Übrigens gab es da auch eine ganz interessante Situation beim TOP 6, der „Beschlussfassung über die Änderung der Satzung über die Vergütung von Aufsichtsratsmitgliedern“.

Auch da kam der Vorschlag der Verwaltung nicht durch, er wurde abgelehnt.

Und auch da gab es einen Gegenantrag (eines anderen Aktionärs namens Jan Peter Arnz) – der wurde allerdings auch abgelehnt.

Um was ging es da?
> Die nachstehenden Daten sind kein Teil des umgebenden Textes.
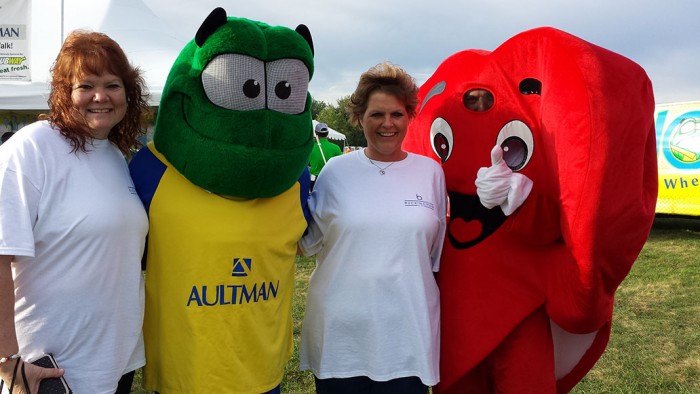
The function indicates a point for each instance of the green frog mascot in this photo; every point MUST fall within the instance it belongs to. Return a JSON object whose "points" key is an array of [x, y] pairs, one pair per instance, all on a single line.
{"points": [[225, 184]]}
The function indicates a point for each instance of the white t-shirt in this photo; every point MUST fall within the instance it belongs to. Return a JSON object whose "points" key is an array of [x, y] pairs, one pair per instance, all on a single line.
{"points": [[77, 228], [372, 307]]}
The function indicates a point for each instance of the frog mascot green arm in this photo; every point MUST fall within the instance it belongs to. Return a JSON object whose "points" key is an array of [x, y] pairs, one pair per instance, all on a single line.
{"points": [[225, 183]]}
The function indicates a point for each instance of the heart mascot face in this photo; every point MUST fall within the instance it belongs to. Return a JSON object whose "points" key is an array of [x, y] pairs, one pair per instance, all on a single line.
{"points": [[516, 290]]}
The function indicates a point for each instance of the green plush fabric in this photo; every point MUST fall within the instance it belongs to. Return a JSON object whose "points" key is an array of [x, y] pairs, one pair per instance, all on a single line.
{"points": [[245, 153]]}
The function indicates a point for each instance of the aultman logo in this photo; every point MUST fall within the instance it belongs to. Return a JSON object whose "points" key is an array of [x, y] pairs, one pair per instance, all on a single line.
{"points": [[234, 294], [241, 266]]}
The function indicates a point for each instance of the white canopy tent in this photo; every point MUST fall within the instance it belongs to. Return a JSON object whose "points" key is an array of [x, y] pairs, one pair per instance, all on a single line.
{"points": [[140, 32], [332, 134]]}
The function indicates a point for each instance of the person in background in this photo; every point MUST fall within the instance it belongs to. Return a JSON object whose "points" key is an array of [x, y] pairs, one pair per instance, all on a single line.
{"points": [[322, 151], [379, 216], [72, 229], [6, 136]]}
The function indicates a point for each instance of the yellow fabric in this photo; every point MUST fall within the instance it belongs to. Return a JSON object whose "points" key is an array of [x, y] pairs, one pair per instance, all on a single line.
{"points": [[219, 289]]}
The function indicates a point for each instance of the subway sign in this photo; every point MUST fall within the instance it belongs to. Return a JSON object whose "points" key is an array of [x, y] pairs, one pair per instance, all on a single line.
{"points": [[678, 154]]}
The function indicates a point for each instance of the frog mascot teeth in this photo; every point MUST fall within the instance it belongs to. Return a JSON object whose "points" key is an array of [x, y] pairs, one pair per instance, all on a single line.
{"points": [[225, 183]]}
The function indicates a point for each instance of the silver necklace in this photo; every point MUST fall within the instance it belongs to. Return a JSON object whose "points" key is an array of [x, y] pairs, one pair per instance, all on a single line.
{"points": [[382, 171]]}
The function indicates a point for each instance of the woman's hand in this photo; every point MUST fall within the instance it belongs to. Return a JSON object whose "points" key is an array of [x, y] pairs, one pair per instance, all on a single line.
{"points": [[33, 375]]}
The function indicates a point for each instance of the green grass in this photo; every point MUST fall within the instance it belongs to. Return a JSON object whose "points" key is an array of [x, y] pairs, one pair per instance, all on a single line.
{"points": [[655, 342]]}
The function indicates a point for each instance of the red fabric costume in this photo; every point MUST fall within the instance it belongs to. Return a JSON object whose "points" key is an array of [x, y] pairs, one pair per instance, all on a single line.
{"points": [[527, 299]]}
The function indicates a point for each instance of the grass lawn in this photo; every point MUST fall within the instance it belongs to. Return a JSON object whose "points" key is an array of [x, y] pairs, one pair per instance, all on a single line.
{"points": [[655, 341]]}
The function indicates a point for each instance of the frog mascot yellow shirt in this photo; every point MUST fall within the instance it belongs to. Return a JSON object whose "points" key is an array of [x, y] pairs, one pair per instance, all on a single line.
{"points": [[225, 185]]}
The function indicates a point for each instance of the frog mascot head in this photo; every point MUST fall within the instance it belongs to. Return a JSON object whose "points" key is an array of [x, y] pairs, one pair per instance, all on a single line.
{"points": [[235, 115], [225, 184]]}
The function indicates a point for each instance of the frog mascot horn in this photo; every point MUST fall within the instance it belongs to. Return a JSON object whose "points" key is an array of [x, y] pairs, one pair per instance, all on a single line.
{"points": [[225, 184]]}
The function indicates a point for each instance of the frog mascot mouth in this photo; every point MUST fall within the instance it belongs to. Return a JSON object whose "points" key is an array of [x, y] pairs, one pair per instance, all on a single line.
{"points": [[235, 117]]}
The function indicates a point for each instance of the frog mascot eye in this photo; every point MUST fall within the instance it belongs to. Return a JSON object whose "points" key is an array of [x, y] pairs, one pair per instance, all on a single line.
{"points": [[235, 116]]}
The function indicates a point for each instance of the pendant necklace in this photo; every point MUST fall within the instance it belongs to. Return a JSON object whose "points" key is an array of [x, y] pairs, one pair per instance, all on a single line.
{"points": [[382, 171]]}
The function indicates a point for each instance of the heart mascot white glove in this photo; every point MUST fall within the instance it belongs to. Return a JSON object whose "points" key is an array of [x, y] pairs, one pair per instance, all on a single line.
{"points": [[498, 185]]}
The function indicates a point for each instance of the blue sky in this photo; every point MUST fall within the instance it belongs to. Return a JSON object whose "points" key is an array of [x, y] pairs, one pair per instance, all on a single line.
{"points": [[351, 36]]}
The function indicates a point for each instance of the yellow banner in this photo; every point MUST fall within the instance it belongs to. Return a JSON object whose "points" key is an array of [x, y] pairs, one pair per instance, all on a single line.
{"points": [[678, 151]]}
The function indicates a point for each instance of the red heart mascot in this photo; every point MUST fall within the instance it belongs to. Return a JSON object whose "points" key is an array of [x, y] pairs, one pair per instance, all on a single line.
{"points": [[527, 286]]}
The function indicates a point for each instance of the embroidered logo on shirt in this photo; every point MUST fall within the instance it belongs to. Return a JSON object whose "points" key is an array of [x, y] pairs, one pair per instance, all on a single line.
{"points": [[418, 202]]}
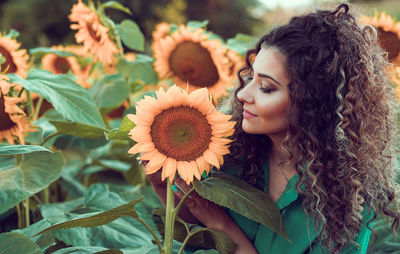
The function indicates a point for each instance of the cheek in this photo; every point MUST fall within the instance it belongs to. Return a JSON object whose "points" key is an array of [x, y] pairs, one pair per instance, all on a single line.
{"points": [[275, 108]]}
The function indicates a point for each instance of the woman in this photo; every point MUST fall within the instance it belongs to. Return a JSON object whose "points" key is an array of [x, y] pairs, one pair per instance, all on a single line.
{"points": [[316, 130]]}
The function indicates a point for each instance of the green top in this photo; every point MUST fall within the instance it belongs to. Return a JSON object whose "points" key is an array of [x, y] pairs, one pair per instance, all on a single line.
{"points": [[299, 227]]}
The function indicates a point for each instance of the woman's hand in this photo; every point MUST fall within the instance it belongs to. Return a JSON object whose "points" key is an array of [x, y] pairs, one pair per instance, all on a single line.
{"points": [[208, 213], [215, 217]]}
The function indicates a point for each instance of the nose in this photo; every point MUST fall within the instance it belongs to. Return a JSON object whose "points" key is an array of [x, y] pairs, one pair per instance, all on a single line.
{"points": [[244, 95]]}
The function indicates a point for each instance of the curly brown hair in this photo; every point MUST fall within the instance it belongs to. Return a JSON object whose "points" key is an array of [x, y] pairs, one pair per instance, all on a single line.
{"points": [[342, 122]]}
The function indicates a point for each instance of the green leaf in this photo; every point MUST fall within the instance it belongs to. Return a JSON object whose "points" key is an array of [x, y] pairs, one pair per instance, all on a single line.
{"points": [[241, 43], [2, 59], [115, 5], [78, 129], [21, 149], [122, 131], [204, 238], [140, 69], [131, 35], [99, 219], [69, 99], [118, 234], [40, 51], [194, 24], [14, 242], [13, 34], [237, 195], [31, 174], [110, 92]]}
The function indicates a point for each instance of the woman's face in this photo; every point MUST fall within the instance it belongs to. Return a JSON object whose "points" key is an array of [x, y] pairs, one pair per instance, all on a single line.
{"points": [[266, 97]]}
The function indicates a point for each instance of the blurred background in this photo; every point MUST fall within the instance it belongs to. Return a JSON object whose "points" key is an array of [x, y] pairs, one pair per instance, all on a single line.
{"points": [[45, 22]]}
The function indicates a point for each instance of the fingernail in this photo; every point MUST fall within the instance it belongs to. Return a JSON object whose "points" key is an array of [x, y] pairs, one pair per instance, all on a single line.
{"points": [[174, 188]]}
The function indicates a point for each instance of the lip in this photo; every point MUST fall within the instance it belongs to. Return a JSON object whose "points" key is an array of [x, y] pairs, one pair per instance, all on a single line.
{"points": [[248, 115]]}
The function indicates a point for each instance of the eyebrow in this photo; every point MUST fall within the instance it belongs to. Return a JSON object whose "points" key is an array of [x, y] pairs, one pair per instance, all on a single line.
{"points": [[262, 75]]}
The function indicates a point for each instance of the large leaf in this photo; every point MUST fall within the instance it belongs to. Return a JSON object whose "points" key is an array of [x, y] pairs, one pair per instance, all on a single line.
{"points": [[78, 129], [122, 131], [110, 92], [115, 5], [140, 69], [34, 172], [120, 233], [16, 243], [131, 35], [99, 219], [68, 98], [203, 238], [237, 195], [21, 149]]}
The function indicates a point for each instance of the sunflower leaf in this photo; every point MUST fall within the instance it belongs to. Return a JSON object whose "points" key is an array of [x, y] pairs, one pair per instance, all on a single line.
{"points": [[131, 35], [237, 195], [21, 149], [78, 129], [99, 219], [115, 5], [140, 69], [122, 131], [32, 173], [204, 238], [13, 242], [69, 99], [110, 92]]}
Auch dazu der Blick in die Tagesordnung, da wurde dieser Vorschlag der Verwaltung für die Vergütung von Aufsichtsratsmitgliedern vorgeschlagen (Auszug):

„Der Aufsichtsratsvorsitzende erhält eine Grundvergütung  in  Höhe von EUR 25.000,00      der  stellvertretende Aufsichtsratsvorsitzende erhält  eine  Grundvergütung in  Höhe von  EUR  12.500,00. Bezieht    sich    die    Tätigkeit    eines    Aufsichtsratsmitglieds    nicht auf    ein volles    Kalenderjahr, so wird die Vergütung zeitanteilig gezahlt.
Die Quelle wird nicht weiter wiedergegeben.